Question

16 < 3x + 1 < 4

Part 1: Solve the inequality above.
Part 2: Describe the graph

Answer 1

16 < 3x + 1 < 4 ==> This is not possible, if it's not a typo then:
15 < 3x < 3
5 < x < 1 ==> This is an impossible outcome, there is no solution.

But if it is:
4 < 3x + 1 < 16
3 < 3x < 15
1 < x < 5
interval notation: (1 , 5)

Edit: Well what do you know!

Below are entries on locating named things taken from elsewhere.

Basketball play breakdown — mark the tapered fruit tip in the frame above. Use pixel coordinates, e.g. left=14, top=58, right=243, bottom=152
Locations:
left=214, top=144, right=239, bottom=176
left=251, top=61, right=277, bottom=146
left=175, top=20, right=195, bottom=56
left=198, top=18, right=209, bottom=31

I never thought I see the day that in a group of nine 55% not only actually believe that 4>16 and 1>5 but they also proved it and wrote it down for those 45% in the group and the rest of the world to see that 16 & 5 are no longer greater than 4 & 1. lol

Answer 2

another county heard from

Answer 3

@satellite73 what ??

Answer 4

unless you have a typo there is no solution to your question, because it would mean that \(16<4\) which is false

Answer 5

well then how about
-7y - 17 > 11

Part 1: Solve the inequality above.
Part 2: Describe the graph of the solution.
i gotta do one or the other

Answer 6

@satellite73

Answer 7

for -7y-17 > 11
add 17 on each side
-7y > 28
then divide each side by -7
y > -4

Answer 8

for the graph it is an open circle on -4 and the numbers to the right of four are greater so you shade in the line to the right.